A Scott Ketcham Drawing |
Special emphasis must be placed on the word "imagined." The Casaubon whom Dorothea believed she was marrying was her own invention, the product of her vibrant imagination and her desire to lead a life of moral purpose. Knowing that Casaubon was dedicated to a long-term scholarly project, she invented the rest of his life, its meaning, and her future noble role in it.
It's almost painful for me to read this part of the book because I so easily recognize the tendencies of my younger self in Dorothea. I too had a talent for "improving" the men I wanted to love and be loved by. And while I was eager to avoid some of the traditional marital narratives--the women's movement was relatively young--I was very (too) good at making up non-traditional happily-ever-after stories. The truth is, any narrative we make up without involving the people whom we want to be part of it is usually doomed.
It was a good thing I didn't get married when I was in my twenties because I would have been divorced by the time I was thirty-two. I even imagined the way I would have left one very wrong man whom I foolishly imagined was very right for me: during the fourth quarter of the Superbowl (which I hate), after putting copious amounts of lasagna, salad, and garlic bread out on the buffet table for him and his friends (whom I hated), I would have walked out of my own house and into the cold January night with one loud hallelujah.
Let's not even talk about my thirties.
But wait--this is supposed to be a blog post about Middlemarch--and it still is because of the way George Eliot captures the heartbreak of Dorothea, all the more poignant because of her simultaneous commitment to making her new life work and being in touch with her true feelings. Dorothea's walking at the edge of a precipice here: she's seriously considering settling for the grimmest kind of self-erasing half-life because the emotional and spiritual distance between her and her husband is so vast. Unless, of course, she's wrong about how great that distance is.

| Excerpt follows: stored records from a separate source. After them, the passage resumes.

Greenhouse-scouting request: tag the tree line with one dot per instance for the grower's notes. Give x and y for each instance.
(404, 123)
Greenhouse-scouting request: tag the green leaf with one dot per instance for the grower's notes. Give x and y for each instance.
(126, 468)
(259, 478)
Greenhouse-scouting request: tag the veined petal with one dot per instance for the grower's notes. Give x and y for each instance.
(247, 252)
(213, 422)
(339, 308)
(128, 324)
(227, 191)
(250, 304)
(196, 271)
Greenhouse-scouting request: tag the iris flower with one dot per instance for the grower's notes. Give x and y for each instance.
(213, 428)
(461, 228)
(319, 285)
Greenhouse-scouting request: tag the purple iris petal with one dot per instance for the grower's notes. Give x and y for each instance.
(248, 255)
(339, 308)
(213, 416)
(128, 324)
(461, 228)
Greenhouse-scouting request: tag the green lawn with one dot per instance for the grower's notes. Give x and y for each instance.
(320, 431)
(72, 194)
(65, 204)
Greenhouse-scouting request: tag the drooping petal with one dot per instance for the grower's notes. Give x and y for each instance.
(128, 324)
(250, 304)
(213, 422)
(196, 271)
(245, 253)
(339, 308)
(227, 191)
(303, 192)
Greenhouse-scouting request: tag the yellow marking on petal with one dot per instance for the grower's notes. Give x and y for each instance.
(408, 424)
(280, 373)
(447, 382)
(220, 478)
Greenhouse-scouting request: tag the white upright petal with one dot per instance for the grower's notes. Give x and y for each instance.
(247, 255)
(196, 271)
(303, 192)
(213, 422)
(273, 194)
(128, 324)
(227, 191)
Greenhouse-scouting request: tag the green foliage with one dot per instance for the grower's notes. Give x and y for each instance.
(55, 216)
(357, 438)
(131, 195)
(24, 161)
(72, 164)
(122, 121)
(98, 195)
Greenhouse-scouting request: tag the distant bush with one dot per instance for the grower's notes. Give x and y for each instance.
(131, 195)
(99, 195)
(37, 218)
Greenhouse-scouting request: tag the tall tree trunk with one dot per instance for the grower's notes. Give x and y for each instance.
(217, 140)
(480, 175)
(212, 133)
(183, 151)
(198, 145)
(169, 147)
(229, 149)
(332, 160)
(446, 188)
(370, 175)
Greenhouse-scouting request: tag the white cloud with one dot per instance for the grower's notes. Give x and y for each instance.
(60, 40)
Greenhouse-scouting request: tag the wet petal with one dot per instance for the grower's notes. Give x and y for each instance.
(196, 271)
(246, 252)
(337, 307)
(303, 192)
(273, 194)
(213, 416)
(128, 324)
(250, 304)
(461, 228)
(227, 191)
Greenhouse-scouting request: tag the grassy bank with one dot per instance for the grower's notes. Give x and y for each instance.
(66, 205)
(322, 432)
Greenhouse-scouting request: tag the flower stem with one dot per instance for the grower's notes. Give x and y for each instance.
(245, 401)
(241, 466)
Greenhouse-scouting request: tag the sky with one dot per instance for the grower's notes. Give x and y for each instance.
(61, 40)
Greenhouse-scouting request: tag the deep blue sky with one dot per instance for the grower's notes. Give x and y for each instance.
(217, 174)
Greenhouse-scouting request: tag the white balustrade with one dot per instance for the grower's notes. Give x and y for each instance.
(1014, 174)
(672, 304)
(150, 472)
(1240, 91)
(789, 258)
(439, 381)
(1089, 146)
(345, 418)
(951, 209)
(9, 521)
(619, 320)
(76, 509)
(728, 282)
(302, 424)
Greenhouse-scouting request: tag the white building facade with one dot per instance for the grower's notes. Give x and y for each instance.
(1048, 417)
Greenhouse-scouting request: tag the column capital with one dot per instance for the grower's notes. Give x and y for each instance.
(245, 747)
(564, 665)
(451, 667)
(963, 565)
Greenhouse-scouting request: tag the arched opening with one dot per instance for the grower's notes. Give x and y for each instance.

It's Chapter 20 that spells out the nature of the trouble and the conflict Dorothea feels. As the chapter begins, because Dorothea had "no distinctly shapen grievance that she could state even to herself," the first voice of pain she hears is " a self-accusing cry that her feeling of desolation was the fault of her own spiritual poverty" (192). She has been in Rome for five weeks, and the city and its omnipresent antiquities oppress rather than inspire her, probably in part because she's seeing them on her own while Casaubon works.
Scott Ketcham Sculpture |
Different perceptions are to be expected from the new perspective of dailiness and will require adjustment no doubt. For those who have put their beloveds on pedestals, the differences may be even more pronounced--and disappointing.
But it's not just this transition that's a problem: Dorothea has come to suspect that "the large vistas and wide fresh air she had dreamed of finding in her husband's mind were replaced by ante-rooms and winding passages which seemed to lead nowhither" (195). As Eliot explains, "There is hardly any contact more depressing to a young ardent creature that that of a mind in which years full of knowledge seem to have issued in a blank absence of interest or sympathy" (197). Sometimes Dorothea experiences "inward fits of anger or repulsion" rather than depression (196). How can a basically passionate, willing person possibly be satisfied with someone whose thoughts and feelings had "long shrunk to a sort of dried preparation, a lifeless embalmment of knowledge"--especially when they give rise to feelings of disgust, which tend to lead to physical withdrawal (196)?
Still, Eliot doesn't despise Casaubon, even though he's a dull conversationalist and an even duller husband. Like some wise, charitable god who understands human tendencies, limitations, and possibilites, she offers the following:
"We are all born in moral stupidity, . . . : Dorothea had early begun to emerge from that stupidity, but yet it had been easier to her to imagine how she would devote herself to Casaubon, and become wise and strong in his sense and wisdom, than to conceive . . . that he had an equivalent centre of self, whence the lights and shadows must always fall with a certain difference" (211).I was so busy disliking Casaubon and feeling for Dorothea that I hadn't thought about his perspective. In general, great works of fiction help us understand others' perspectives. In real life, it can harder to know when it's best to try hard to understand another's perspective and when it's best to walk away as fast and far as possible.
Thus far, I've encountered a form of the word "stupid" twice in Middlemarch. So far, it seems consequences of stupidity depend on the amount of pride and the type of action that accompany it. I'm wondering if some kinds of Middlemarch stupidity are more natural and therefore acceptable than others--and whether such distinctions even matter. Meanwhile, Will Ladislaw's and Dorothea's conversations about art are fascinating to me: after all, the man I married when I finally figured it out is an artist.
* Eliot, G. (2003). Middlemarch (R. Ashton, Ed.). London: Penguin Books.